L’article L. 741-4 impose de tenir compte de l’état de vulnérabilité et de tout handicap de l’étranger.

En l’espèce, d’une part, M. [L] [K] répond à plusieurs de ces critères puisqu’il n’est pas rentré régulièrement sur le sol français, n’a pas fait de démarches en vue de l’obtention d’un titre de séjour, ne dispose pas d’un passeport en cours de validité, a explicitement indiqué son intention de ne pas retourner en Algérie et s’est délibérément soustrait à ses obligations tenant à son assignation à résidence.

Le fait qu’il justifie maintenant d’un hébergement au [Adresse 2] chez une compagne qui serait enceinte de lui ne peut pas être regardé comme une garantie suffisante interdisant, ab initio, la mesure de rétention opérée par le préfet.

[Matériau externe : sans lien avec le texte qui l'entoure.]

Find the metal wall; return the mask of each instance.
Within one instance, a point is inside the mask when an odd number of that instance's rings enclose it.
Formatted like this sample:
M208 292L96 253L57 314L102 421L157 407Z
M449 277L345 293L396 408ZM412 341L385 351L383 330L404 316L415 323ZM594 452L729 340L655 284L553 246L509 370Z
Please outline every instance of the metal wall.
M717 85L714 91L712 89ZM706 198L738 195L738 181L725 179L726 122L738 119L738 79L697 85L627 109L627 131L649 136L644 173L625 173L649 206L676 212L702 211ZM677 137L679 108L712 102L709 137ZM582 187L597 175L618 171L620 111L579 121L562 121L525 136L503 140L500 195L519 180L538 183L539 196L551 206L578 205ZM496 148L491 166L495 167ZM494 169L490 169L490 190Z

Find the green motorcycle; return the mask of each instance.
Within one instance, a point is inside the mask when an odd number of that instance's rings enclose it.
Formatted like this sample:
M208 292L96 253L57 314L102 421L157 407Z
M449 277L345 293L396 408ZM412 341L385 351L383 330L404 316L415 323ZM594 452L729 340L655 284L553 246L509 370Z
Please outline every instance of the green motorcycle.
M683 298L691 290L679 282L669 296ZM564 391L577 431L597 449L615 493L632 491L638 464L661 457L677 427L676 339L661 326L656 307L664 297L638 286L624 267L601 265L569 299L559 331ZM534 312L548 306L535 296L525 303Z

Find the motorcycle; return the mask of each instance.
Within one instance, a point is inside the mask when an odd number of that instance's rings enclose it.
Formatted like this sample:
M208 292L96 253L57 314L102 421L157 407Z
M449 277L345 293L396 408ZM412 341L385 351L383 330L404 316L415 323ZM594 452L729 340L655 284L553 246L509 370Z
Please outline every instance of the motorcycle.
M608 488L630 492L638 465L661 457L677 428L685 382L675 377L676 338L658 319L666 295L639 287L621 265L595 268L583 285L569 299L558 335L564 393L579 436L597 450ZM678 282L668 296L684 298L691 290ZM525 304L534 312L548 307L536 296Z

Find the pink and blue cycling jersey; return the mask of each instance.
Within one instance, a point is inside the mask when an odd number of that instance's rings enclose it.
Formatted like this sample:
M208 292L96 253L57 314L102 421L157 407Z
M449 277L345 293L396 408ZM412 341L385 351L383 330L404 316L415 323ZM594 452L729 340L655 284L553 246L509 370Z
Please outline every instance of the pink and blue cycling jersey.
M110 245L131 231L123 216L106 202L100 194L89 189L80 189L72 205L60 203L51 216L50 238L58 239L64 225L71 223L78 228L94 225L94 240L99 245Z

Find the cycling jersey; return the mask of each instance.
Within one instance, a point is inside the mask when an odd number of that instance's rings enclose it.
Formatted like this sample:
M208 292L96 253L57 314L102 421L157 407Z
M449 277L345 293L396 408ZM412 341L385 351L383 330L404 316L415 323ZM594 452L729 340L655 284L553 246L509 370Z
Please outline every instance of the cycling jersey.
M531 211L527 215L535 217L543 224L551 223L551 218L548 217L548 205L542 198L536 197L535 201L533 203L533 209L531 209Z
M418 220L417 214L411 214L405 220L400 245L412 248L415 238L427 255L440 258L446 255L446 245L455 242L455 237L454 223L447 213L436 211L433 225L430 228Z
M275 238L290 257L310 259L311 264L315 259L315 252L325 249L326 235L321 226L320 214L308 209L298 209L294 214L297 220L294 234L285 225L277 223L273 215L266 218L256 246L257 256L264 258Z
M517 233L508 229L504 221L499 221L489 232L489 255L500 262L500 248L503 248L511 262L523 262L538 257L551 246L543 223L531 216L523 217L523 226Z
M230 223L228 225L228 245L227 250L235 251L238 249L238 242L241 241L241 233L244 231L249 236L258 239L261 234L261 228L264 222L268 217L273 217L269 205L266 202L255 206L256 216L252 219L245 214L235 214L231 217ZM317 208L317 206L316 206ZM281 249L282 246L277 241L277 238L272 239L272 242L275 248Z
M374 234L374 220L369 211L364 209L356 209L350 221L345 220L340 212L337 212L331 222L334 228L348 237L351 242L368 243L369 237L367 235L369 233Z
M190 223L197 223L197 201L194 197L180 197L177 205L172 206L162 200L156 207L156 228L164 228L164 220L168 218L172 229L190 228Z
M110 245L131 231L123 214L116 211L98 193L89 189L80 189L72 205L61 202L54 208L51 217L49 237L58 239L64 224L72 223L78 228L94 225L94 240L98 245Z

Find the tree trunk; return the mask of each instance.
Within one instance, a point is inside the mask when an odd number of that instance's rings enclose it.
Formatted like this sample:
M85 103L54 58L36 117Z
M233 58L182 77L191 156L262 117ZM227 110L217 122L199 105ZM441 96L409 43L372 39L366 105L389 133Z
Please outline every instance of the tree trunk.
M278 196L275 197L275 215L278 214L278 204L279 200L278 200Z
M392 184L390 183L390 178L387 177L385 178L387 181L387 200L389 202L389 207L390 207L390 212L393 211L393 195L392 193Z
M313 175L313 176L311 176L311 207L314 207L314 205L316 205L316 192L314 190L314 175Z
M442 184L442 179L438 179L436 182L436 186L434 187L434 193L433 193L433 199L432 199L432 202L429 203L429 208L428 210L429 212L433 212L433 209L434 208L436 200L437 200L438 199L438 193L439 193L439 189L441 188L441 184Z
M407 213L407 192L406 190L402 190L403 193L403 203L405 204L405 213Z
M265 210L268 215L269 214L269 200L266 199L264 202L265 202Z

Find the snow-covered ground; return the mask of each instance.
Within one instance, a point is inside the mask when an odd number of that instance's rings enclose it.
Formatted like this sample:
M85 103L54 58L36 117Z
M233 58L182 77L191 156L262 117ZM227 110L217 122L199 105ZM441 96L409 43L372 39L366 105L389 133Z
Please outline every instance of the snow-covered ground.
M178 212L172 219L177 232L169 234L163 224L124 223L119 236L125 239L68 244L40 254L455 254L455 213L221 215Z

D’autre part, les affections dont souffre M. [L] [K] ne constituent pas une situation de handicap ni n’entraîne un état de vulnérabilité.

Le moyen tiré du défaut d’examen approfondi de sa situation et d’une erreur manifeste d’appréciation sera donc écarté.

2 – le contrôle d’identité :

L’article 78-2 du code de procédure pénale prévoit que ‘les officiers de police judiciaire et, sur l’ordre et sous la responsabilité de ceux-ci, les agents de police judiciaire et agents de police judiciaire adjoints mentionnés aux articles 20 et 21-1° peuvent inviter à justifier, par tout moyen, de son identité toute personne à l’égard de laquelle existe une ou plusieurs raisons plausibles de soupçonner qu’elle a commis ou tenté de commettre une infraction’.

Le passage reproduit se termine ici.